It consisted of three horses of very diminutive size; two of which were intended to carry Miss Graham and myself, and the third to transport our baggage. This last was caparisoned somewhat like a gipsy's ass, with two panniers slung across his back by means of a rope that seemed composed of his own hair. Into one of these panniers the gille trushannich pushed Miss Graham's portmanteau, and finding that mine was too light to balance it on the other side, he added a few turfs to make up the difference. Besides this domestic we were each provided with a sort of running footman, whose office it was to keep pace with our horses, and to lead them at any difficult or dangerous step, and our equipage was completed by six or seven sturdy Highlanders, who, in mere courtesy to their chieftain's daughter, had walked fifteen or twenty miles to escort her home.
Thus guarded, we set out, our attendants, seemingly without effort, keeping pace with the horses. With all of them Miss Graham occasionally conversed in their native tongue, and I could perceive that they answered her with perfect readiness and self-possession; but none of them ever accosted her until he was addressed, nor could she prevail with any of them to wear his bonnet while she spoke.
Henry's name was so often repeated by them all, that I felt no small curiosity to learn more minutely the subject of their conversation. But though I had resumed my Gaelic studies under Charlotte's tuition, I was not yet sufficiently initiated to follow the utterance of a native; and my friend had already begun to smile so slily at my questions concerning her brother, that the very circumstance which awakened my curiosity, made me half afraid to gratify it. At last, looking as unconscious as I could, I asked Charlotte on what subject her servant was speaking with such ardour? "My friend Kenneth," answered she, emphatically, "is reminding me of an expedition of Henry's to extricate his nurse's sheep from the snow. But talk to him yourself; he speaks English. Kenneth, poor Miss Percy cannot speak Gaelic; so tell her that story in English.
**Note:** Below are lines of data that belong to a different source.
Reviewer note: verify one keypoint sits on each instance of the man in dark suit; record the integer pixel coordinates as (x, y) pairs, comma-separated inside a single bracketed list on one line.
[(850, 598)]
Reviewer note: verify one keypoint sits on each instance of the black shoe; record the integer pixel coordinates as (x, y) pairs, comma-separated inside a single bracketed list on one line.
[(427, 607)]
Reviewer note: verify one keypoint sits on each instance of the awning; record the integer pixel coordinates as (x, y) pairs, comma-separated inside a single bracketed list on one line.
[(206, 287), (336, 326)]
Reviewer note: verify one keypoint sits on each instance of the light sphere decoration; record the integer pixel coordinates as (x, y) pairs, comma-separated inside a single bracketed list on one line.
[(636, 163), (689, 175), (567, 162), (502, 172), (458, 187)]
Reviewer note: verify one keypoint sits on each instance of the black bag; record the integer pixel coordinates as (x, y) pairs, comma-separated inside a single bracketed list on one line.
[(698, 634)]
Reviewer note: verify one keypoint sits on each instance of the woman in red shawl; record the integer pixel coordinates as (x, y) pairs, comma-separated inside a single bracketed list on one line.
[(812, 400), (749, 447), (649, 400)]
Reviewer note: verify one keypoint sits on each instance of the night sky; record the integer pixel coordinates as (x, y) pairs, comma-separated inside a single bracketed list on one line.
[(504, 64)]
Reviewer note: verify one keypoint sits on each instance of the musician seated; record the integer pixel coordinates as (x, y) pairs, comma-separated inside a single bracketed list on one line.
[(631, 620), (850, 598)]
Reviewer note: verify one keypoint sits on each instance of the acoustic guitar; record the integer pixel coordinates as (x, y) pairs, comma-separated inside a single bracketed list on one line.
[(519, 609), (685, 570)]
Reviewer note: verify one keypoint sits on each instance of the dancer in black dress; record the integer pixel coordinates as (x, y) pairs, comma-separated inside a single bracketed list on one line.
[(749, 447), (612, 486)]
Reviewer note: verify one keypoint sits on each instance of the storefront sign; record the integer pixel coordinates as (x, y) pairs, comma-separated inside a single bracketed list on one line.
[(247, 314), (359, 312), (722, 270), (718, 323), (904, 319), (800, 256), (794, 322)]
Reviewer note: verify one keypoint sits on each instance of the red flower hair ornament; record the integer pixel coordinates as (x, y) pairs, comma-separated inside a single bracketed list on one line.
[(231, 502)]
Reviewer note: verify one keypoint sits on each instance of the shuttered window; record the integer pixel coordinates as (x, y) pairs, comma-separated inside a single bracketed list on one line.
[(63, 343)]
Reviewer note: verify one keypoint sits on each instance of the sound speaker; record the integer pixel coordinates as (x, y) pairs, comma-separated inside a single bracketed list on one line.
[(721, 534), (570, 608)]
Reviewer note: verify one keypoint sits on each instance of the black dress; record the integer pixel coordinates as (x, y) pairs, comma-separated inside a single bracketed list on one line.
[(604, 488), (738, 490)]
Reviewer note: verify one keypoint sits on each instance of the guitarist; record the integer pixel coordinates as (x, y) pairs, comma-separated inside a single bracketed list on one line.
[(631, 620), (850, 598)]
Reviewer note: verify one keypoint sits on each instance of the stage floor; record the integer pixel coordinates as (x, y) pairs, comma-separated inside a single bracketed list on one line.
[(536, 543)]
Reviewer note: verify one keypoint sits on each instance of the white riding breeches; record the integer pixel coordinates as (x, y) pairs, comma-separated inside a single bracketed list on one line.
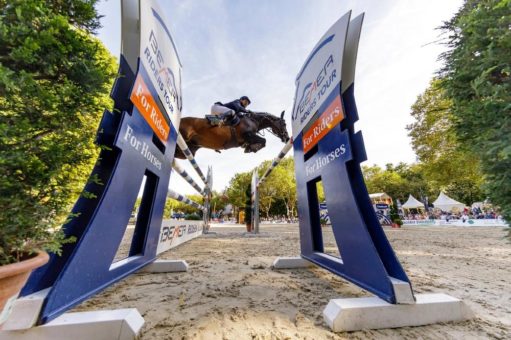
[(219, 109)]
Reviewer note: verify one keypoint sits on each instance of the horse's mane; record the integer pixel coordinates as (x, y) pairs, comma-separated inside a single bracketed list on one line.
[(257, 116)]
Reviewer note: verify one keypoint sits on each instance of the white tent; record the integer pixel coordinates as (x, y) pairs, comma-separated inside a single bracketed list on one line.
[(446, 203), (412, 203)]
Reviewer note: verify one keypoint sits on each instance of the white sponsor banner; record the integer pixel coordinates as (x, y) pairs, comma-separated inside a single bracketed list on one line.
[(174, 233), (159, 57), (320, 74)]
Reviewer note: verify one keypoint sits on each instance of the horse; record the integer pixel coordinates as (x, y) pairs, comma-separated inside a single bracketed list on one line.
[(199, 133)]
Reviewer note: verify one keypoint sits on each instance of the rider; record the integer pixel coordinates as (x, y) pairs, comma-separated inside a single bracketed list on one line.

I know you like to speak a good word for your friend Henry."--" If he were here," said Kenneth, making a gesture of courtesy, which did not absolutely amount to a bow, "he would need nobody to speak a good word for him to a pretty lady." He then related very minutely how Henry and he had climbed the rocky side of Benarde; and from a crag midway in the precipice, had rescued the whole wealth of a Highland cottager.
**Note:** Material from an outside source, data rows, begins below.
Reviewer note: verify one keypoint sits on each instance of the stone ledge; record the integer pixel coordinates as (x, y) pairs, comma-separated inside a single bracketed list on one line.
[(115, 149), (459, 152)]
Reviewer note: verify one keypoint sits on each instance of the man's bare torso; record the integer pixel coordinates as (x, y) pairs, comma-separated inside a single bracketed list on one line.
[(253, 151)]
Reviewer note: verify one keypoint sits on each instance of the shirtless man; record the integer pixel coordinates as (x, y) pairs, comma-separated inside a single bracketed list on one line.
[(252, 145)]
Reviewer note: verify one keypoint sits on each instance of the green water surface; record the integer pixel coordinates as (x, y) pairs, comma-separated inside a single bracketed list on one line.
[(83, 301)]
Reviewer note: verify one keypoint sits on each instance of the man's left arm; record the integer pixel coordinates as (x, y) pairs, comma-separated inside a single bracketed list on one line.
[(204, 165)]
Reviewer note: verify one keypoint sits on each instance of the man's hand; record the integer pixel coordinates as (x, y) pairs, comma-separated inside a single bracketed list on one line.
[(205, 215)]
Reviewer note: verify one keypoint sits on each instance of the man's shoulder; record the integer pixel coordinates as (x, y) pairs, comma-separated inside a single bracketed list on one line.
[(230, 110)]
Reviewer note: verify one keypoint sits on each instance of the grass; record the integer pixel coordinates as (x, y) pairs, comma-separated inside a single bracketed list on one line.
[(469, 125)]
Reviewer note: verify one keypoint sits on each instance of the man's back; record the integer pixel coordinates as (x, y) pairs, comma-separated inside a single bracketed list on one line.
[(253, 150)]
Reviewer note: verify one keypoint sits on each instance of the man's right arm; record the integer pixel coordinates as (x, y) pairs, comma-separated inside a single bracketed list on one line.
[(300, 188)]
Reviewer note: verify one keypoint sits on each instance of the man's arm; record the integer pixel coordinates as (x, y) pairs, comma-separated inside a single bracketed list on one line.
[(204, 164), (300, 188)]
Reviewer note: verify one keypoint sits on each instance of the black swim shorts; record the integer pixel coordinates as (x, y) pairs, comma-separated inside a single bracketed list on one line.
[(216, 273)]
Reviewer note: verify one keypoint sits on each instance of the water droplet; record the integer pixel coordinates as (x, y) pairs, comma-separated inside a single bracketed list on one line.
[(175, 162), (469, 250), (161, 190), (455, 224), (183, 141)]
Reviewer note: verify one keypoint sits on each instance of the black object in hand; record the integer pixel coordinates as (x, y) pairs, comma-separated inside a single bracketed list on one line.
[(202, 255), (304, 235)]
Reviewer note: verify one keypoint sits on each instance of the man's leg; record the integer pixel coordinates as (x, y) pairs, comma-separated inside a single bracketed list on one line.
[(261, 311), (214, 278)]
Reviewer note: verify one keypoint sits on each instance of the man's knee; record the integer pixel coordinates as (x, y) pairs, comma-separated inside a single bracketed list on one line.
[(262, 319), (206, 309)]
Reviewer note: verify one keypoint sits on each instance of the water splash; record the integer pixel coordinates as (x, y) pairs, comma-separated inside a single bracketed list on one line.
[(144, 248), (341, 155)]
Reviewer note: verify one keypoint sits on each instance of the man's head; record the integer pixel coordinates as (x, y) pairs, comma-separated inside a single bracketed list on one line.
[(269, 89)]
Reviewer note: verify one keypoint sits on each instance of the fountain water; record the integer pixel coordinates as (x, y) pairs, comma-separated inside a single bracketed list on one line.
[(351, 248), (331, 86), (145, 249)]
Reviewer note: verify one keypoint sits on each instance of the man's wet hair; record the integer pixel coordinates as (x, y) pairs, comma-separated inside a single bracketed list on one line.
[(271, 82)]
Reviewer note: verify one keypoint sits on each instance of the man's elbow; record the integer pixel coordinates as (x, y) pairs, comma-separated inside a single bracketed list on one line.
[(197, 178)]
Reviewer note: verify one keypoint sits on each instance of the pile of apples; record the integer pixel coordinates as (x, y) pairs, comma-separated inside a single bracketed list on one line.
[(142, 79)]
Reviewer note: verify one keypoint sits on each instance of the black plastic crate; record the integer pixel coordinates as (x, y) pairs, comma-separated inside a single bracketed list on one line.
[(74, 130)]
"And do you in the Highlands think nothing of risking your lives for a few sheep?" said I.
"Do you not think, lady," said Kenneth, "that I had a good right to risk my life for my own mother's beasts? And you know the young gentleman was not to be forbidden by the like of me. His life! I would not have ventured a hair of his head for all the sheep in Argyll." Then speaking to my special attendant, he uttered, with great emphasis, a Gaelic phrase, which I obliged him to translate, signifying that "a man's friend may be dear, but his foster-brother is a piece of his heart."
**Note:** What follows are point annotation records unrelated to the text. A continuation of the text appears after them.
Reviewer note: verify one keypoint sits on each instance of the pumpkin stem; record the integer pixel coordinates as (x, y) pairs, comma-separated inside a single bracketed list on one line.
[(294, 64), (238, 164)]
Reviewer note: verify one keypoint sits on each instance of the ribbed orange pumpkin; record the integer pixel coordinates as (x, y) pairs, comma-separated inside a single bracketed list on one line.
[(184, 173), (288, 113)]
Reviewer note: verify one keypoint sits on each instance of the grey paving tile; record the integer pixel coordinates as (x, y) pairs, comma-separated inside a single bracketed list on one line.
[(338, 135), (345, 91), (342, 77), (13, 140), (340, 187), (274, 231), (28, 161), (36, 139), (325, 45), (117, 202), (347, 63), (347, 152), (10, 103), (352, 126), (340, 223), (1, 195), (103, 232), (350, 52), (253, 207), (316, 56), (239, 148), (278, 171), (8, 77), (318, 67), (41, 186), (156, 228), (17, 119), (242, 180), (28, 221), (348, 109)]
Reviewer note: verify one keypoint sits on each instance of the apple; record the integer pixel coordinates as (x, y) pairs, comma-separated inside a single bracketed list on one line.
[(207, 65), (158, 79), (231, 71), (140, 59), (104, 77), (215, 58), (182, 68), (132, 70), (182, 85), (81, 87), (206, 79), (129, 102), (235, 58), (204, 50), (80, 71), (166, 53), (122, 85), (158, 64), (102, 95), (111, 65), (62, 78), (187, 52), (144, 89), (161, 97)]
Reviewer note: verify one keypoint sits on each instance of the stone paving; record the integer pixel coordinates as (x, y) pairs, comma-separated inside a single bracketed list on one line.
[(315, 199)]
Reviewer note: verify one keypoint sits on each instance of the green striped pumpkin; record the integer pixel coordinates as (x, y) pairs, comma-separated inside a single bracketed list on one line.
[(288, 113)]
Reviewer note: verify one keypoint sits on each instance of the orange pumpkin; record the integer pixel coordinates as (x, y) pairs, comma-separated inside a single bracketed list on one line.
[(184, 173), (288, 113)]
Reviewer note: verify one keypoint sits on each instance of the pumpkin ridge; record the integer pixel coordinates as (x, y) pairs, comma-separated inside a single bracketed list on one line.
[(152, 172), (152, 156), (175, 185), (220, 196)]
"My mother," continued Kenneth, "would have lost the best beloved lamb of her fold, if Mr. Henry had not followed me that day, for the frost had seized me; and I would have laid me down to sleep for a far-off waking, but Mr. Henry drew me, and carried me, and I do not know what he made of me, but the first sound I heard was my mother crying, 'Och chone a rie, mo cuillean ghaolach.' Blessings on his face for her sake! for had it not been for him, she would have had none but a fremd hand to lay the sod on her." Kenneth had obeyed his lady's command, and he now modestly fell back, as if disclaiming further right to attention.
"Surely, Charlotte," cried I, "you are the happiest sister in the world. How deep, how indelible, are the attachments which your brother seems to awaken! Though he has been so long a stranger among them, these people are absolutely enthusiastic in his praise. It is strange! I never saw anything like affection in servants, except in a novel."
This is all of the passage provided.